Figure 1: Different schemes for addressing multiple scales and sizes. (a) Pyramids of images and feature maps are built, and the classifier is run at all scales. (b) Pyramids of filters with multiple scales/sizes are run on the feature map. (c) We use pyramids of reference boxes in the regression functions.

图1：处理多尺度和多尺寸的不同方案。(a) 构建图像和特征图的金字塔，并在所有尺度上运行分类器。(b) 在特征图上运行具有多尺度/尺寸的滤波器金字塔。(c) 我们在回归函数中使用参考框的金字塔。

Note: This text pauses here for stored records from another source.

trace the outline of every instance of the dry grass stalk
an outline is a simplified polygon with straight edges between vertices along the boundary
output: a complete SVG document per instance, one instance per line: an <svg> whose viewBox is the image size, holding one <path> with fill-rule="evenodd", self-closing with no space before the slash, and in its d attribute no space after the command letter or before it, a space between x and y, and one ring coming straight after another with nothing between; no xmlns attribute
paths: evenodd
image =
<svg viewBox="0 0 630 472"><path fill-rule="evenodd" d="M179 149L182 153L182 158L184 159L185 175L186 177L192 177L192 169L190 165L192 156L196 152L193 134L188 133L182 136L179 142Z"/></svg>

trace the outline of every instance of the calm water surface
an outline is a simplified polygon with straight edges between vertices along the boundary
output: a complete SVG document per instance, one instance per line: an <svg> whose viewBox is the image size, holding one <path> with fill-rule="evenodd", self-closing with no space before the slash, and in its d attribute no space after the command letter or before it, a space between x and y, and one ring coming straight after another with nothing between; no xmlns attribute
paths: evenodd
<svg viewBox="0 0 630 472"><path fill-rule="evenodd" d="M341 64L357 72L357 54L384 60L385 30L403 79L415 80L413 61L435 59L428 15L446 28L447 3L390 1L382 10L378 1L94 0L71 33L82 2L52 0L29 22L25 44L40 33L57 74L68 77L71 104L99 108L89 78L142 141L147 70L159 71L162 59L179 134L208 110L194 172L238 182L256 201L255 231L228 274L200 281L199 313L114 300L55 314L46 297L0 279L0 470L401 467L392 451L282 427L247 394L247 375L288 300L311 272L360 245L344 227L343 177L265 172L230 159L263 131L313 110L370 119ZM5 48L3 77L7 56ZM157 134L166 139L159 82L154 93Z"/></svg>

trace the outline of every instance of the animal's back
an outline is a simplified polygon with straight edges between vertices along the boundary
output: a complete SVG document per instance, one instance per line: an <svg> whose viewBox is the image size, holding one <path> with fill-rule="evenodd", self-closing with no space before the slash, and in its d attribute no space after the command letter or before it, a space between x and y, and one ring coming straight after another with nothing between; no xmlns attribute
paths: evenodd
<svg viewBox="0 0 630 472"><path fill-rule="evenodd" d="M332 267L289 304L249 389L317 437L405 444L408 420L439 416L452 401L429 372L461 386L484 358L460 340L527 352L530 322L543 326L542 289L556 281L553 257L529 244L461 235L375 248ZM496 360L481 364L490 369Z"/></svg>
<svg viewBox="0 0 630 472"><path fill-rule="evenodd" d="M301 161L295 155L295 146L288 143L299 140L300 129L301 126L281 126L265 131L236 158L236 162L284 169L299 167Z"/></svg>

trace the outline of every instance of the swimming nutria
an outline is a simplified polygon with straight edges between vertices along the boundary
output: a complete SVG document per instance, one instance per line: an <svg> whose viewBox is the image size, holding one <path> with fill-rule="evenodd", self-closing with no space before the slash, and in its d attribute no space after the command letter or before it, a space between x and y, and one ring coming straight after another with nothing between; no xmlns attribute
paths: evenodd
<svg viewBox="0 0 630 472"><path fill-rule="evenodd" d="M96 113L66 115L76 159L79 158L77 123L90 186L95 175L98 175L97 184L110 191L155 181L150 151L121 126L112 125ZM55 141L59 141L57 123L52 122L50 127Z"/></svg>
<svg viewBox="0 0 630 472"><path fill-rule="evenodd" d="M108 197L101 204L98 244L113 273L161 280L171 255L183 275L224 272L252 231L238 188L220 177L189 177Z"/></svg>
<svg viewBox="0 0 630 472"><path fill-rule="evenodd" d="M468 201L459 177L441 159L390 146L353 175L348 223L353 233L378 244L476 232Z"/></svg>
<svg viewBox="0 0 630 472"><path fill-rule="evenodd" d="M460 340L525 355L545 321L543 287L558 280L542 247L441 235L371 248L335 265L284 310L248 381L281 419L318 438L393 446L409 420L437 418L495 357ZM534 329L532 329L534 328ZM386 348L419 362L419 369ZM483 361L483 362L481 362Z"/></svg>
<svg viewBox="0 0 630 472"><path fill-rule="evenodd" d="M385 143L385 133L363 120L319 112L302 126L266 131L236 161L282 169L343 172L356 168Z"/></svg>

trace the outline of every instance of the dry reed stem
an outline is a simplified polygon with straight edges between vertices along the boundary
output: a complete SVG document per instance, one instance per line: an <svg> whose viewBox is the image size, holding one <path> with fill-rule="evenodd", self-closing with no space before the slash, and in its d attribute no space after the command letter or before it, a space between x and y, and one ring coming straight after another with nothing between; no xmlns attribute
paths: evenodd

pyramids of images (Figure 1, a) or pyramids of filters (Figure 1, b), we introduce novel "anchor" boxes that serve as references at multiple scales and aspect ratios. Our scheme can be thought of as a pyramid of regression references (Figure 1, c), which avoids enumerating images or filters of multiple scales or aspect ratios. This model performs well when trained and tested using single-scale images and thus benefits running speed.

图像金字塔（图1，a）或滤波器金字塔（图1，b），我们引入了新颖的“锚”框，作为多尺度和长宽比的参考。我们的方案可以被视为回归参考的金字塔（图1，c），避免了枚举多尺度或多长宽比的图像或滤波器。当使用单尺度图像进行训练和测试时，该模型表现良好，从而提高了运行速度。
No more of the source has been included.